Anyway, I didn’t mention in my earlier post that my book-buying started in Waterstones. I came across it in the hour before we had lunch, and I thought I would see what their SF shelves were like.

Actually, they were pretty good, and I could see a number of books I hadn’t heard of before that might be interesting. Spurred on by the “3 for 2” displays all around the store, I ended up selecting 6 books. Only to be charged for 6 books at the till.

The cashier was embarassed and apologetic as she pointed out that below the big “3 for 2” display banners and shelf decals was a tiny line of type saying words to the effect of “stickered items only”. She admitted it caused no end of complaints, but was down to head office.

“Would you like to speak to a manager?” she asked.

“Will it make any difference?” I replied. She admitted it wouldn’t so I took my purchases and made my way to the door. Then I stopped and walked back.

“I’m sorry, but I really do feel strongly about this. I know it’s not your fault, but the displays are deliberately deceptive. I’d like my money back, please”.

Which is why I left Cambridge with 6 less science fiction books than I would have. The really annoying thing is that it occurred to me afterwards, that I could have used my phone to scan the barcodes of the books, so I could order them from Amazon.
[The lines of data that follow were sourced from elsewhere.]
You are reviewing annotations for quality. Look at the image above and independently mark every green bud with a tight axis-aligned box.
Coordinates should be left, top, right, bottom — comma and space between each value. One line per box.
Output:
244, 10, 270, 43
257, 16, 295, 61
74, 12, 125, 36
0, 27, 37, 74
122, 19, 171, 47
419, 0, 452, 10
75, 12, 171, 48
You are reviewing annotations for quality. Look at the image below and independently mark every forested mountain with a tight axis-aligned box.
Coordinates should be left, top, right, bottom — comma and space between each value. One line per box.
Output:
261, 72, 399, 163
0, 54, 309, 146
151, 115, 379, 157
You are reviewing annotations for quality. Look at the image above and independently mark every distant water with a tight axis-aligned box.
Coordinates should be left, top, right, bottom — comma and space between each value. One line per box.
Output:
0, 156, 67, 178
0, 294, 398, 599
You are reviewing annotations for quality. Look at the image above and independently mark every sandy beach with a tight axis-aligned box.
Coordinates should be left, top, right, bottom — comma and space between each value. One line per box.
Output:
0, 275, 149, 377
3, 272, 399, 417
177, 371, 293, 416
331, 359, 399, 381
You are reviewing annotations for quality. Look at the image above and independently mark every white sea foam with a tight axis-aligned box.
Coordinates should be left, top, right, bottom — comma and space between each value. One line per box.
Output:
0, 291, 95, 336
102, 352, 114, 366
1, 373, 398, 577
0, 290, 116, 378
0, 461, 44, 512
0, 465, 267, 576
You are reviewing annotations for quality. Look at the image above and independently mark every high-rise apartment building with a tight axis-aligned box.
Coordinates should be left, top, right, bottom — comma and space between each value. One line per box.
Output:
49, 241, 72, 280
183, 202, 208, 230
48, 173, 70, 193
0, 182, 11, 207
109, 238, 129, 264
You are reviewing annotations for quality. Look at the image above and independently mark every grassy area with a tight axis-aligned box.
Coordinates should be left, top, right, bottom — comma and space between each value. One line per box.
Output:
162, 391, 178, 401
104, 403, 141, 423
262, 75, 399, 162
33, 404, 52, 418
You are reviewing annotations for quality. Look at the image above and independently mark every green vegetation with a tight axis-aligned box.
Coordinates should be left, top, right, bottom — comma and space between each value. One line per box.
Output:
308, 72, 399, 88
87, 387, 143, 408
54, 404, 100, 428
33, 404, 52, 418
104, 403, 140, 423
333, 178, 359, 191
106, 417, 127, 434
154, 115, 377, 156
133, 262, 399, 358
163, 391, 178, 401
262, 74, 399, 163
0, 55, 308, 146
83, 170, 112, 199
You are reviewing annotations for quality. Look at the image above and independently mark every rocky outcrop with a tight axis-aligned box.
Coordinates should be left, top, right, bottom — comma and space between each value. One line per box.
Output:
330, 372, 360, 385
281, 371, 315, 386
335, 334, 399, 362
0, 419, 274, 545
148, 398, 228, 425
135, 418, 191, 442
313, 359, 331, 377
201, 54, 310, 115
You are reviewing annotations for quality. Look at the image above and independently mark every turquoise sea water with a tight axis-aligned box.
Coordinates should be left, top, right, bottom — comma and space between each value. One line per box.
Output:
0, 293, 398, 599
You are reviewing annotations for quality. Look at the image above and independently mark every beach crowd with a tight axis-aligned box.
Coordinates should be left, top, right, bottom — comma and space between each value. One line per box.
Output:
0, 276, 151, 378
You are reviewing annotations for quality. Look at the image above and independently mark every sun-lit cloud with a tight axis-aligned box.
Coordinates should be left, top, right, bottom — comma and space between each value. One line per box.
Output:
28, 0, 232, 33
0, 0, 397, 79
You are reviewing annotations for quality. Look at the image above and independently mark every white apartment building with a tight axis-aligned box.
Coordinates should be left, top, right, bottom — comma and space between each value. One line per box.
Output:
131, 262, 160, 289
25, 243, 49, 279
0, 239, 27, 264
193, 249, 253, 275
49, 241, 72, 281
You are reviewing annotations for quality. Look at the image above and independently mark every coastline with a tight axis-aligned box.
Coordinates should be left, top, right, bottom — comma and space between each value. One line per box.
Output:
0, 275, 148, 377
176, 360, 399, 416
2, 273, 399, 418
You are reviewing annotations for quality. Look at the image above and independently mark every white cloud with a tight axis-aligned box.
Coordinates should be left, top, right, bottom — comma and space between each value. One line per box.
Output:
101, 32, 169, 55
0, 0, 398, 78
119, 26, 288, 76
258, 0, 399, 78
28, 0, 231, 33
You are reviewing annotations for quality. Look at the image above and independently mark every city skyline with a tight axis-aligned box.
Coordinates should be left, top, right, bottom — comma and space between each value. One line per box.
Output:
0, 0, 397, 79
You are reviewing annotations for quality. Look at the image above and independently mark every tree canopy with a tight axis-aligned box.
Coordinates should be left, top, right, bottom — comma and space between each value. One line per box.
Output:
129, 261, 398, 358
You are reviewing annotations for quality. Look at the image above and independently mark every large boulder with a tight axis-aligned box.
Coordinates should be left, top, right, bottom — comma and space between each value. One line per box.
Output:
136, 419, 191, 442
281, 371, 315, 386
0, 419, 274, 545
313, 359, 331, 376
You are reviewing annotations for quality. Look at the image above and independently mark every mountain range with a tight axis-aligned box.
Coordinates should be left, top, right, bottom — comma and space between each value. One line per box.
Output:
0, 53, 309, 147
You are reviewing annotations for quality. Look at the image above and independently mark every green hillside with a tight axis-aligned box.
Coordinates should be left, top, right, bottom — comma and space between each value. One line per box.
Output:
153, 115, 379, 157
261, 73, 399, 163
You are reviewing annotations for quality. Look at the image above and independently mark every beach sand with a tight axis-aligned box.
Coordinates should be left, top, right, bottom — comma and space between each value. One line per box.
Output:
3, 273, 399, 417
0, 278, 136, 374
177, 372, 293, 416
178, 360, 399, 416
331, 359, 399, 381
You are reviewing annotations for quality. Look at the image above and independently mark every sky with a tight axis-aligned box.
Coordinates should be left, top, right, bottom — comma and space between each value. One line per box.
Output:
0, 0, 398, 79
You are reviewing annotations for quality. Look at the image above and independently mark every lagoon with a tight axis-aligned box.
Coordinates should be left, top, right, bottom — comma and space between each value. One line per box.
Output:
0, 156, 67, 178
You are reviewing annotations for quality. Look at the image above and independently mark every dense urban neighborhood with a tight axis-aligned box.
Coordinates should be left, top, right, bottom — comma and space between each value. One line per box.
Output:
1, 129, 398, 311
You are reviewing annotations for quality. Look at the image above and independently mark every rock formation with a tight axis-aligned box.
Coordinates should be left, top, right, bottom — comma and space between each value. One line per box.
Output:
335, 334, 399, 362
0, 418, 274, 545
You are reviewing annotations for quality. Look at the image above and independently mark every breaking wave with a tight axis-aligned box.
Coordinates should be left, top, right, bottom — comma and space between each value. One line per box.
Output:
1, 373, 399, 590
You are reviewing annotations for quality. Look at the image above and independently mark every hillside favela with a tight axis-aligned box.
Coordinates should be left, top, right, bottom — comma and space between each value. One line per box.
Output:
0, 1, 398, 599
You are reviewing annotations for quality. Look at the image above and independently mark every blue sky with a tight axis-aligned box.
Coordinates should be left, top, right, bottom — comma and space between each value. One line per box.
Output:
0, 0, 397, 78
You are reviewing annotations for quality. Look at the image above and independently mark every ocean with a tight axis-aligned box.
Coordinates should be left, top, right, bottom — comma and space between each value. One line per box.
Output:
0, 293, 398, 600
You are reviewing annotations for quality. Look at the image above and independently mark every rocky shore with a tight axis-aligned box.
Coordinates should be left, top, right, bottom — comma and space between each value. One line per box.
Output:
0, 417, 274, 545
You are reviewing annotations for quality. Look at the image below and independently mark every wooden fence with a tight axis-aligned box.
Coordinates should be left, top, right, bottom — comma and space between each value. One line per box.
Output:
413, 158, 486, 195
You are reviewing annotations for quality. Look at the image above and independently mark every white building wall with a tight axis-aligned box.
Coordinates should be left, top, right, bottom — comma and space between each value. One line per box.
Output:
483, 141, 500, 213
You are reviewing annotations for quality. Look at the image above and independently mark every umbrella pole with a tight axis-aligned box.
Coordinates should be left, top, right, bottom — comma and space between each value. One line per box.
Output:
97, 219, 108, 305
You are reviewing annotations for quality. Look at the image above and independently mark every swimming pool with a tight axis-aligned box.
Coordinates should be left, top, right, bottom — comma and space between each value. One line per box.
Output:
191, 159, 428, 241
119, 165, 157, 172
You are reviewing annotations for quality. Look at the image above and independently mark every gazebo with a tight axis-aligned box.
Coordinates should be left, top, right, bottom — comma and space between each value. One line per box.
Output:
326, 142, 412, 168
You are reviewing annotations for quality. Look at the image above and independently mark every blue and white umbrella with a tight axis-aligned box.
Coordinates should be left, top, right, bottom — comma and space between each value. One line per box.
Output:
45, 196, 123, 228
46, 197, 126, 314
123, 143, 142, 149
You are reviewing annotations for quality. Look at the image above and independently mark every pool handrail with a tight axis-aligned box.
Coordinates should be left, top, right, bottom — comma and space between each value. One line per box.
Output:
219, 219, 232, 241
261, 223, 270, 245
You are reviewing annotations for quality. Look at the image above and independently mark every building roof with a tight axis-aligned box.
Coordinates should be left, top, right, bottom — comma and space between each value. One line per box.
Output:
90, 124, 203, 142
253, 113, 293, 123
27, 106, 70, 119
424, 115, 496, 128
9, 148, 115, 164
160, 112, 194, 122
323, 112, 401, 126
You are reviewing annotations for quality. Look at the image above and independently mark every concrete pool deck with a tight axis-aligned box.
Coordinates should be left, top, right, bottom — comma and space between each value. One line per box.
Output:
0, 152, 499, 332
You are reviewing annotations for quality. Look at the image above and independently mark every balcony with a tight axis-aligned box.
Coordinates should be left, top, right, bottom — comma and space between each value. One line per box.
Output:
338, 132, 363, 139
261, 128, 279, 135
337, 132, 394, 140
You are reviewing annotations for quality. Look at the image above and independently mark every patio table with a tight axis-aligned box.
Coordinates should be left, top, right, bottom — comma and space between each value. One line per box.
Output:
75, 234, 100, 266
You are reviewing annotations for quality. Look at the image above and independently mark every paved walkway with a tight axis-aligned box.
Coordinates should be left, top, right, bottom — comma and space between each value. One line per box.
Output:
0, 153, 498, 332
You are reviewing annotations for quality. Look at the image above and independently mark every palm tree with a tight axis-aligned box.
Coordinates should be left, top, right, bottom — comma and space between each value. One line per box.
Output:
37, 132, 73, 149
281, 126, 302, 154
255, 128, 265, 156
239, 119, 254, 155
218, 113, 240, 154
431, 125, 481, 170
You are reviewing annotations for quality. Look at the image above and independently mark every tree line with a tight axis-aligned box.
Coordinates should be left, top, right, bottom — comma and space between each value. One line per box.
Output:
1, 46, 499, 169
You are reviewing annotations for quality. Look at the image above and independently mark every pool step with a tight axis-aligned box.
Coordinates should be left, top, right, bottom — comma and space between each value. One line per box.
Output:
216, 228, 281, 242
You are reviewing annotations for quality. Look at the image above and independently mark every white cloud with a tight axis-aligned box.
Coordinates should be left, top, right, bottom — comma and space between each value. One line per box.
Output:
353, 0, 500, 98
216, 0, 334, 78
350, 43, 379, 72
I can’t recall the details of any of them, now, other than “oh, that looks good!”


  1. January 22, 2011

    We almost got caught like that on the talking books at Christmas. Ma-in-Law is now legally blind and can’t read print anymore, hence the request for talking books.

    Big signs saying “3 for 2” on the talking books display but NO STICKERS on anything. I assumed that it meant everything on the display. No, I was informed. It only applies to stickered items. Of which there weren’t any.

    It’s a bit like me saying “All elephants free!” and then pointing out that I don’t actually have any elephants.

    I agree with your “Grrrr”. I want to support High Street book shopping, but really, Waterstones is doing everything it can to make me go to Amazon.

  2. January 22, 2011

    We’ve always assumed that if the item isn’t stickered it isn’t part of the promotion. In Annie’s case, if there weren’t any stickered items on the shelves with the sign on them then the sign shouldn’t have been there, and they were at fault for not taking it down.

    On the upside, we have on a couple of occasions had non-stickered items knocked off–whether this is because Jan has a nice face, or because the assistant was feeling well-disposed towards people at the time, I don’t know. Our Waterstones still remembers when it was Ottakar’s, I think, or is aware that it’s fighting a long defeat in the face of Amazon and the like.

    • chris
      January 22, 2011

      We’ve always assumed that if the item isn’t stickered it isn’t part of the promotion.
      Normally I would agree. But – in the SF section – there were actually very few stickered items, but every shelf in that section had a full-width strip saying “3 for 2”. The few stickered items were faced forward, while the non-stickered items were spine-out, so it looked like they had just stickered those books on full display. Also, at least one book was only partly stickered – i.e. stickers on 2 copies, not stickered on a 3rd. So it really did look to me like it was the whole section, if not the shop (the shelf strips were elsewhere as well).

  3. January 23, 2011

    It might not have made a difference to you on the occasion in question, but if the manager gets called out to address a customer over something like that, there’s a decent chace it will then get mentioned to the area manager. If enough people in enough stores in the area do that, then the word gets back to the promotions department, quite possibly in the form of a “why aren’t you following the Trading Standards guidelines?”-type bollocking. Local managers and staff with concerns about such things, OTOH, tend not to be taken notice of unless they can cite actual instances of customers complaining.

    Better still, of course, is to write to their head office.